In the rare event of complaint or non-conformity, we trace product right back to source batches and offer transparent resolution—whether technical support, replacement, or field troubleshooting. This commitment keeps our relationships solid and serves users beyond the initial sale.
Demand for precision phosphates only grows across sectors—from regulated foods to technical ceramics to environmental remediation. Our focus is to lean into next-generation control systems, automation, and real-time QC analytics, while still relying on experienced operators to catch trouble before it escapes. We see requests coming for even lower trace metals, tighter mesh sizing, and more active support during formulation changes.

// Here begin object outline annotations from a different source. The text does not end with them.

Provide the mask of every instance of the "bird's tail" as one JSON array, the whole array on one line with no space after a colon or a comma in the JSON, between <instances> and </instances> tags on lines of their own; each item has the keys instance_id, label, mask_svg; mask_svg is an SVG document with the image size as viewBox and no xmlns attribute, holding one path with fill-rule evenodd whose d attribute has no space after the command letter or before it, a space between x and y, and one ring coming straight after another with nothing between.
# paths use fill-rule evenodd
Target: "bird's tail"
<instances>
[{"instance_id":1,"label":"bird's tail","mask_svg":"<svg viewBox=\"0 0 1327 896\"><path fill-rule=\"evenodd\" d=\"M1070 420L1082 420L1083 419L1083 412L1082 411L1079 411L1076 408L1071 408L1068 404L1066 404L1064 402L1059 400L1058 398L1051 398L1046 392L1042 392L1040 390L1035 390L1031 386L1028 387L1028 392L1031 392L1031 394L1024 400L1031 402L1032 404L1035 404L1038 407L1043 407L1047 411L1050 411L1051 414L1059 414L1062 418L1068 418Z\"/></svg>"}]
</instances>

Our future investments include closed-handling systems, continuous drying improvements, and even AI-assisted moisture control, measured by actual plant results and user feedback. Backed by decades manufacturing these grades, we aim for chemicals you can trust not just on a spec sheet, but in daily factory life.
From first charging of raw materials to final drum sealing, the difference between anhydrous and hydrated phosphate grades shows up in every step—reaction control, drying, packing, and user feedback. We focus energy on making every batch meet the needs of your actual process, not just paperwork. If you’ve struggled with unpredictable lots, storage headaches, or supply chain “surprises,” a partnership with a true producer makes production smoother and lets you focus on value, not rework. Years in the chemical trade taught us that small, reliable improvements—from operator training through line maintenance and customer engagement—build real trust in the long run. Anhydrous disodium hydrogen phosphate isn’t just a line item on a materials list; it’s a product honed by experience, ready to support the next industry shift.